The remarkable White House event strategically observed the significance of May being Global Mental Health Awareness Month and May 19th as Mental Health Action Day.
“May 19th is Mental Health Action Day, a day dedicated to driving our culture from mental health awareness to mental health action. Taking action to support your mental health could be as routine as taking action to support your physical health. If you don’t know where to start, go to mentalhealthishealth.us.” Gomez said.
The 29-year-old singer and actress Gomez, was open about her struggles with anxiety and bipolar disorder as she said:
‘Mental health is very personal for me and I hope that by using my platform to share my own story and working with incredible people like all of you I can help others feel less alone and find the help they need, which is honestly all I want.”
Gomez spoke about the Rare Impact Fund, the social impact division of her Rare Beauty makeup company launched to help people get access to mental health services and support through her mental health organization Wondermind.
US Surgeon General Vivek Murthy said the Biden-Harris Administration is “building a movement to address mental health in America.”
“We want to build a society where no person has to feel isolated and shamed because of their struggles. We want to build a world where anyone who needs help can get it, and get it quickly. We are also looking to do something bigger, which is to build a world where we all look out for one another.”
Murthy encouraged youth to use their voice to continue to effect change.
The first lady, Dr. Biden addressed the room and highlighted the selected youth advocates saying,
“The darkness inside of us can feel heavy at times. But we can share the weight of it together, and we can help bring those feelings and experiences into the light. And that’s why I’m so grateful to all of you here. It takes courage to, you know, be honest about the struggles that you faced and to tell your stories. And it takes courage to understand that your voice can make a difference and to show your creativity and talents, you know, to all of the world.”
She also quoted the poet, Amanda Gorman who wrote,
“There is always light, if we’re only brave enough to see it. If we’re only brave enough to be it.”
The event hosted by MTV Entertainment worked alongside the Biden-Harris administration and an impressive coalition of leading mental health nonprofits to engage young people in the development of creative campaigns that reach the most at-risk communities with tangible ways to take mental health actions.
The Mental Health Youth Action Forum nonprofit partners include AAKOMA, Active Minds, Asian Mental Health Collective, Boris Lawrence Henson Foundation, Born This Way, Bring Change to Mind, Jed Foundation, Mental Wealth Alliance, NAMI, National Queer and Trans Therapists of Color Network, Poderistas, Rare Impact Fund by Rare Beauty, Student Veterans of America, Trans Lifeline, The Trevor Project, The Upswing Fund for Adolescent Mental Health, Vibrant Emotional and We R Native.
“The pandemic has taken a devastating toll on the mental health of young Americans, especially in communities where resources are thin. Though mental health gets discussed globally, we still have work to do to ensure everyone in America is heard and knows where to find help. This forum will help reach young people where they are, through the communication channels they already know.” said, Secretary Xavier Becerra, Department of Health and Human Services.
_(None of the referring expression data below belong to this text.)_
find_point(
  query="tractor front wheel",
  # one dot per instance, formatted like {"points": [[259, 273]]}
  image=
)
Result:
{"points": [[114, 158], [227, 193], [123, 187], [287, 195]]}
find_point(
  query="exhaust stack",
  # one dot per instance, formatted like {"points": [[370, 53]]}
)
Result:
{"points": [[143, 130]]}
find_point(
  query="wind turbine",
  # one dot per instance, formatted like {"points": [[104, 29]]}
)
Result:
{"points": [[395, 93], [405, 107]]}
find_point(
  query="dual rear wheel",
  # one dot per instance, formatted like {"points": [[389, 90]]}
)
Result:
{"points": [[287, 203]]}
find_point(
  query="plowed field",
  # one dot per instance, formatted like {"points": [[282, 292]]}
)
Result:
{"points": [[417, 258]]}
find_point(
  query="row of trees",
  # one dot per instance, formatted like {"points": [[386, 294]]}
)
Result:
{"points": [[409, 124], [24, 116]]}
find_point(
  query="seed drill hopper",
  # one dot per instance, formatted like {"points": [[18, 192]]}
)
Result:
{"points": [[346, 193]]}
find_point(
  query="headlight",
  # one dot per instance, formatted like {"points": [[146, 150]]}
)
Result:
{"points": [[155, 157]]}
Miriam E. Delphin-Rittmon, Ph. D., the HHS Assistant Secretary for Mental Health and Substance Use and the leader of SAMHSA also stated, “America’s young people have faced an unprecedented amount of uncertainty and disruption during the last 18 months, and we need to ensure they have the support and help they need to move forward. We hope this forum will help bring their crucial voices to the nationwide mental health conversation.”
TANTV observes May as ‘Global Mental Health Awareness Month’ in partnership with local mental health agencies to bring you this coverage.